The fact that Claudia Roth also addressed greetings to the film industry on Thursday morning comes as no surprise in a year in which five German films competed for the first time (not to mention the international success of the Netflix production “Nothing New in the West”). A year ago, Roth debuted in her new role as patron of German film with big promises at the Berlinale – which twelve months later read like slogans to persevere.

She inherited the challenge of a new film subsidy law, the amendment of which has already been postponed twice, from her predecessor Monika Grütters. The problems of German subsidized cinemas have been extensively discussed, the particular interests between film art and industry, producers, cinema operators and distributors, the problems of the confusing subsidy bureaucracy between the federal and state governments are well known.

Claudia Roth gives a keynote speech on the future of film funding

Roth’s statement, announced as a keynote speech at the Producers’ Day, which traditionally takes place at the opening of the Berlinale, did not add any new insights to this starting point. Except that she, too, confirmed once again that the problems of German film funding, and thus those of German cinema, had now really been understood.

Their eight reform approaches, including the establishment of a film agency that bundles the federal subsidy measures, new tax incentive models, the obligation for global streaming services to reinvest in the local infrastructure, the dubious influence of the public broadcasters and the regional princes with their jagged State subsidies are likely to quickly collapse again when it comes to concrete proposals for solutions. One reason for this is the absurd scenario that German cinema lacks money (and audience), but many other parties make good money from it.

Culture should not be subordinated to profitability.

Minister of State for Culture Claudia Roth at the Producers’ Day

This problem is directly related to the Berlinale, which is particularly evident this year. In an interview with the Tagesspiegel two weeks ago, Chatrian noted that one year the Berlinale is showing too few German films in the competition, and the next there are complaints about too many. But this is not a quality problem: the films by Margarete von Trotta, Emily Atef, Christoph Hochhäusler and Angela Schanelec have already been shown in Venice, Cannes and Locarno, they undoubtedly belong in the competition. However, it is becoming apparent that the Berlinale is gradually taking over the function of a biotope for the ailing German cinema.

Kristen Stewart and Golshifteh Farahani outshine the competition

German films have recently played no significant role at other festivals. In the light of the awards at the Film Prize and the successes at the Berlinale, German cinema could of course continue to bask in the future. The point is that both are largely financed from the budget of the Minister of State for Culture. However, there is a danger that the local film industry will settle into this comfort and further isolate itself internationally. That would also be fatal for the charisma of the Berlinale, the most important showcase for German film.

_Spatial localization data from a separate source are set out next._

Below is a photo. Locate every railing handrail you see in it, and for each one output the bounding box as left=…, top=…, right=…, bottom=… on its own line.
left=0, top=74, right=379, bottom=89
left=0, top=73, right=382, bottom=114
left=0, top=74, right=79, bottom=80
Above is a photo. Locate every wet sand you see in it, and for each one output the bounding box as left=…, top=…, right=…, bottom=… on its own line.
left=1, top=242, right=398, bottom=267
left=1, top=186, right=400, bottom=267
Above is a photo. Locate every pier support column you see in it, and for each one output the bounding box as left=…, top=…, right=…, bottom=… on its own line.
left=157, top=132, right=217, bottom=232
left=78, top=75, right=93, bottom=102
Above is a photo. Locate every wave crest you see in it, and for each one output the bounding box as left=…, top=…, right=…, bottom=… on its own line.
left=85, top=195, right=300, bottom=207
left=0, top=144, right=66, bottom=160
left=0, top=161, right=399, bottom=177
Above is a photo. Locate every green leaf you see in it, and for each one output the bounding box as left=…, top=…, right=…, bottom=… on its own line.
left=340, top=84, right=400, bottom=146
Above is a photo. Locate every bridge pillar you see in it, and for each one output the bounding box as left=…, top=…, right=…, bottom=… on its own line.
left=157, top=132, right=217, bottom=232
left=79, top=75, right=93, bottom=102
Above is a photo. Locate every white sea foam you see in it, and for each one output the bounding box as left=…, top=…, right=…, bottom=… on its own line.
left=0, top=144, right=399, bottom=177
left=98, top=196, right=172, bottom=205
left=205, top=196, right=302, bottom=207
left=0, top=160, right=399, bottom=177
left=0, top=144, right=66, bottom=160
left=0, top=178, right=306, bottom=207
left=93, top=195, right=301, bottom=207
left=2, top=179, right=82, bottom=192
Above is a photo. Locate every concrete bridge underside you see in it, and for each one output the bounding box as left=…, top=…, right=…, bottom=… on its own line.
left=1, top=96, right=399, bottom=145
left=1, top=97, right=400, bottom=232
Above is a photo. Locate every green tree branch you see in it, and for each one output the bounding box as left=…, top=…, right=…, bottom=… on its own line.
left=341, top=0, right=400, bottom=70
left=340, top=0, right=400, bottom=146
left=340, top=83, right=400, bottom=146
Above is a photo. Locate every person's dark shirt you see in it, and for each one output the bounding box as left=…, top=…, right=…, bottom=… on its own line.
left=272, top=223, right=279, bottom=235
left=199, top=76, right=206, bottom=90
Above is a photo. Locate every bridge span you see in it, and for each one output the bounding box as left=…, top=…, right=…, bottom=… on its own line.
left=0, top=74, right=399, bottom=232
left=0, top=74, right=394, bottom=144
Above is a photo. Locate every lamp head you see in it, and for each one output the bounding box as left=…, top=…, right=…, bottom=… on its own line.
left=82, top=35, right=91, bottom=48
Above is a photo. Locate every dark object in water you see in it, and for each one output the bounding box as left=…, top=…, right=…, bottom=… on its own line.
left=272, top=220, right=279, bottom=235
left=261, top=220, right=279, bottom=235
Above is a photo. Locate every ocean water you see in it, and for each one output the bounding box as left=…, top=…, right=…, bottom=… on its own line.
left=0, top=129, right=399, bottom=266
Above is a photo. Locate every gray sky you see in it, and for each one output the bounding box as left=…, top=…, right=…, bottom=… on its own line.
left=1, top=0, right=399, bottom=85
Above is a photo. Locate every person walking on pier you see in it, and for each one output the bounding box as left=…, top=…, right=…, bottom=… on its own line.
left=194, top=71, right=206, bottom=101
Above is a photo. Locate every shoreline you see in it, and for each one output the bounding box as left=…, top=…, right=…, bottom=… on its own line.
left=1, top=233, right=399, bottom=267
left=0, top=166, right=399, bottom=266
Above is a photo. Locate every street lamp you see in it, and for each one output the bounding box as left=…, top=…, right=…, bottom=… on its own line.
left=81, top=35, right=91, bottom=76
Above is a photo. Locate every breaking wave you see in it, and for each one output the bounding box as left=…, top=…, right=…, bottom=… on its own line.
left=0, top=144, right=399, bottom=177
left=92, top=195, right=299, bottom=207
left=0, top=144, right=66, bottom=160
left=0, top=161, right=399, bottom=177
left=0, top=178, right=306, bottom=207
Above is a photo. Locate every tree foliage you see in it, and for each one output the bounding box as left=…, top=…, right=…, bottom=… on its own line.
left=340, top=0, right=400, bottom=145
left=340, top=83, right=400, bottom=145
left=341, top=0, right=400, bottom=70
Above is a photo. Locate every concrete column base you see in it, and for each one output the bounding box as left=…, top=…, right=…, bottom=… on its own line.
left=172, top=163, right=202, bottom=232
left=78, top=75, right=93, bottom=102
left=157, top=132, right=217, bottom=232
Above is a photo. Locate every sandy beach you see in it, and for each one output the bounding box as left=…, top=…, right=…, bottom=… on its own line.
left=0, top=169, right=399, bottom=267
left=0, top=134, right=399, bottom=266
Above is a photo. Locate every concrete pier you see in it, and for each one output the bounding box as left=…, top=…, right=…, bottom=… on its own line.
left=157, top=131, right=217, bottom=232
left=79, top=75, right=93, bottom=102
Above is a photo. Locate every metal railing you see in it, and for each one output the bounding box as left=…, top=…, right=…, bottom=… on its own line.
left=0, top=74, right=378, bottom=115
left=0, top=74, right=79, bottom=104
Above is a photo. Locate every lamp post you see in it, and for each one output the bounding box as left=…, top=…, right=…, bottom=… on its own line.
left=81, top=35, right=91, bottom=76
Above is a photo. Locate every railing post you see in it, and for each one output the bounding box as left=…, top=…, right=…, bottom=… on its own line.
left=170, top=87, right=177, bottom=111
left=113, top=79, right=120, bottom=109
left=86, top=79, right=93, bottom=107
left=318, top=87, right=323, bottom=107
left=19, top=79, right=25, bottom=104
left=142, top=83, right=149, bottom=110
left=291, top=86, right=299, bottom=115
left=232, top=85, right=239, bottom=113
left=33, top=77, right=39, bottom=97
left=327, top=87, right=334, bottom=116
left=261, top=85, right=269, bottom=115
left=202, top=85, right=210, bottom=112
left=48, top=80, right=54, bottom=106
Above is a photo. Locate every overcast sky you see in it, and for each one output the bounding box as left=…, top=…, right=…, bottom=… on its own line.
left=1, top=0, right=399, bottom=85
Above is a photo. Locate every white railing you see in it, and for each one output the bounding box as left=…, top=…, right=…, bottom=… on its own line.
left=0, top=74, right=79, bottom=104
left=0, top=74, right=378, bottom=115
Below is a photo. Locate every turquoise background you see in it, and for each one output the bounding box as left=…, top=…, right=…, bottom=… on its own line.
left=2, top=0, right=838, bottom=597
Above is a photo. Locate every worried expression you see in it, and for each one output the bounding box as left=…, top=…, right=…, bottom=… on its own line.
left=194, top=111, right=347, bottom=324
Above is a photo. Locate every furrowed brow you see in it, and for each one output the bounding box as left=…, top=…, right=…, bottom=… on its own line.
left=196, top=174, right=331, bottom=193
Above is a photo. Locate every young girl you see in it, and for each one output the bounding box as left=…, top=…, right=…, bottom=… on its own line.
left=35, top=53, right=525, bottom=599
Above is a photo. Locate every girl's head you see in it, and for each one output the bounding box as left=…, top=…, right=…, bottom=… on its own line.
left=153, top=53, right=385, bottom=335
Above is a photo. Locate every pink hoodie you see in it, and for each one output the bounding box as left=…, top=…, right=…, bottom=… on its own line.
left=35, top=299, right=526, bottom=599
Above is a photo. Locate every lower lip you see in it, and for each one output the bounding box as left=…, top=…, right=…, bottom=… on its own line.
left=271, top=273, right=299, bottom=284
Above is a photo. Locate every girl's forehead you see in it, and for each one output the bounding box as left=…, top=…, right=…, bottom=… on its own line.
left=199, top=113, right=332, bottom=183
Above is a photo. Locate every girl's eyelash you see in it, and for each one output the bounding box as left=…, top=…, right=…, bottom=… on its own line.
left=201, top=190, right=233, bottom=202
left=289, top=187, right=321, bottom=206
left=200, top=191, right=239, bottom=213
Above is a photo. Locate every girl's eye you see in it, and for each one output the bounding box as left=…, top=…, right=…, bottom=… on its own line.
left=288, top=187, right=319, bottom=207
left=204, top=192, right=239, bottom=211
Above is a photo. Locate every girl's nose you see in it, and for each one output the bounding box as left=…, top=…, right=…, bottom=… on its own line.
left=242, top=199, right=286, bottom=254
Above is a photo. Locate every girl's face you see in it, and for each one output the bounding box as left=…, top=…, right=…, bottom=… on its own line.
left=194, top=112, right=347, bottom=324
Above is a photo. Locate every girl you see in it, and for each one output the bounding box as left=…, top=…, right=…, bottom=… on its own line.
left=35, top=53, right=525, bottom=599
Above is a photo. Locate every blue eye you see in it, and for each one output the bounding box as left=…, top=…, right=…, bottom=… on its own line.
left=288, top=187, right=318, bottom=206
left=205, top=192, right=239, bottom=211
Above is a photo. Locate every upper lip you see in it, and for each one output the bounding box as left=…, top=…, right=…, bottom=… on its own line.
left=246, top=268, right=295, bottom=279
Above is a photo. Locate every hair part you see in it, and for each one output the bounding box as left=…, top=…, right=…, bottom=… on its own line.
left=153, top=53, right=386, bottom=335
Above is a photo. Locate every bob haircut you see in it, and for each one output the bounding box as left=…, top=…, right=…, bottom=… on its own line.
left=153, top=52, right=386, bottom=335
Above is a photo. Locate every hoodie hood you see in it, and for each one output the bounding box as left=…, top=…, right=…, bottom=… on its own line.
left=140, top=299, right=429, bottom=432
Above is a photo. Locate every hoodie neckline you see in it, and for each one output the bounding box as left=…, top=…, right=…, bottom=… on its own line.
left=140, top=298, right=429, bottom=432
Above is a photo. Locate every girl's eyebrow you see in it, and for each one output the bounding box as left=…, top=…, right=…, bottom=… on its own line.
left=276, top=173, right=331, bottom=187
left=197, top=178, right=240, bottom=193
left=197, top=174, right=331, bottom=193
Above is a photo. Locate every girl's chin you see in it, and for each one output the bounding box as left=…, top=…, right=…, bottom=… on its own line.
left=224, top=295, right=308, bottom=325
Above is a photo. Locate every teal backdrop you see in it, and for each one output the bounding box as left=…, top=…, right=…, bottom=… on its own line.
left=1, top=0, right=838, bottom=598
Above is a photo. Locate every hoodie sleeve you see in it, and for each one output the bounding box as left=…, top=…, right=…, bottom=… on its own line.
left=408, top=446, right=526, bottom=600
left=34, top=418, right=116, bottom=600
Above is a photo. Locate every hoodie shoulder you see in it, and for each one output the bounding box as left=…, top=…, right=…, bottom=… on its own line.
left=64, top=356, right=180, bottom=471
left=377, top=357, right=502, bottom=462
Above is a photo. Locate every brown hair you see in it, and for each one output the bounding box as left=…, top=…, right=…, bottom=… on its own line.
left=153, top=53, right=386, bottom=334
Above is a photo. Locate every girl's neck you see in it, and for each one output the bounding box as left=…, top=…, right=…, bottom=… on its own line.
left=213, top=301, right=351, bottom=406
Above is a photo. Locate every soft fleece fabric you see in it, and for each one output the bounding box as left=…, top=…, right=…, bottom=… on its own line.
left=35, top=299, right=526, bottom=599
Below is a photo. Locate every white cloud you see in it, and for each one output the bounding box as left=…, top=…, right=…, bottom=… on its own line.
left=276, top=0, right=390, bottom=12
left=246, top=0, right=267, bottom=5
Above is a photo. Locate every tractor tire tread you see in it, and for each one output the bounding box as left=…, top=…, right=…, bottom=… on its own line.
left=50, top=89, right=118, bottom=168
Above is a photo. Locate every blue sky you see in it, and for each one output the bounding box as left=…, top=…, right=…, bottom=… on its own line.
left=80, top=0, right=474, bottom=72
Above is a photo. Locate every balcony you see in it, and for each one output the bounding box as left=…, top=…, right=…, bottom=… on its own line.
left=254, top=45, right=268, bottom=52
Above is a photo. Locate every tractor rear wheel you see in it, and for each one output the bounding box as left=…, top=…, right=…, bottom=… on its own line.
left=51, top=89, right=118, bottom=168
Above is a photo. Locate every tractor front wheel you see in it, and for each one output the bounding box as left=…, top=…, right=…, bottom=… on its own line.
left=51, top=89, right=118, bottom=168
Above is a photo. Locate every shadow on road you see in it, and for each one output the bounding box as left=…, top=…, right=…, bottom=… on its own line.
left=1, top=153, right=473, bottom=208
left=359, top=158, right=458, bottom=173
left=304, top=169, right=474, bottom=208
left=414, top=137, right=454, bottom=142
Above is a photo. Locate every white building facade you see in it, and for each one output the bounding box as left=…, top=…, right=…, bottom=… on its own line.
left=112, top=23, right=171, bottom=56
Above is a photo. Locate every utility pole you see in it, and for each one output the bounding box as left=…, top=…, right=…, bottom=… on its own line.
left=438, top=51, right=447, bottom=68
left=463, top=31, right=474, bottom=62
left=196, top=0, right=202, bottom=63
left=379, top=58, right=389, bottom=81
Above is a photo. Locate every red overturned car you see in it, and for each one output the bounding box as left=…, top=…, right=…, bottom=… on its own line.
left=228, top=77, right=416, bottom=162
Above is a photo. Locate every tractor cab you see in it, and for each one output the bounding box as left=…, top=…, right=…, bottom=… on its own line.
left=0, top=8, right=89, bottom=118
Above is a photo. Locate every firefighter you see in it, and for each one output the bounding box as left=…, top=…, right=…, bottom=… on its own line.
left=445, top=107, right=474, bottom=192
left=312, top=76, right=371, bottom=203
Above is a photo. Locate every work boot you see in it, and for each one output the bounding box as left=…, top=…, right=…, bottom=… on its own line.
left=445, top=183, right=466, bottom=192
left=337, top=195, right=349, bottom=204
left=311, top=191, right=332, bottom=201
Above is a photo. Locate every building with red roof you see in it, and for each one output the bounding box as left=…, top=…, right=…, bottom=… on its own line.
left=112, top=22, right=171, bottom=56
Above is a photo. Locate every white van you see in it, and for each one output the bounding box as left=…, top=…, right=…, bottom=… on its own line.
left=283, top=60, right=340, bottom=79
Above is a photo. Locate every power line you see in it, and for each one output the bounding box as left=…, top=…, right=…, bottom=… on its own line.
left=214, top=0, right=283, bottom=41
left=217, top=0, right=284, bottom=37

A side effect of this development is that the Berlinale jury with the two stars Kristen Stewart and Golshifteh Farahani outshines the competition this year in purely nominal terms. You don’t necessarily have to know the directors in the Bären competition, such as the American Celine Song (“Past Lives”, which already had its world premiere at the Sundance) or Lila Avilés (“Totem”); with the Nouvell Vague director Philippe Garrel at least a doyen is represented. If you want to impute a strategy to Chatrian, who sees himself as a mentor to “his” films, then it would be to take the pressure off the small films in this way. However, if you exclude the German films, this year’s competition is more like a grab bag.

It’s been a while since the last film in the Berlinale competition that went on to become an international success story – whether at the Oscars or the European Film Awards. Chatrian has to ask himself which cinema market he is still targeting his festival to today. Very few films from the past competition made a big impression in cinemas; “Robe of Gems”, after all the winning film of the 2022 Jury Prize, will start directly on the Mubi streaming platform during the Berlinale. One can only wish the Berlinale all the best for the restart.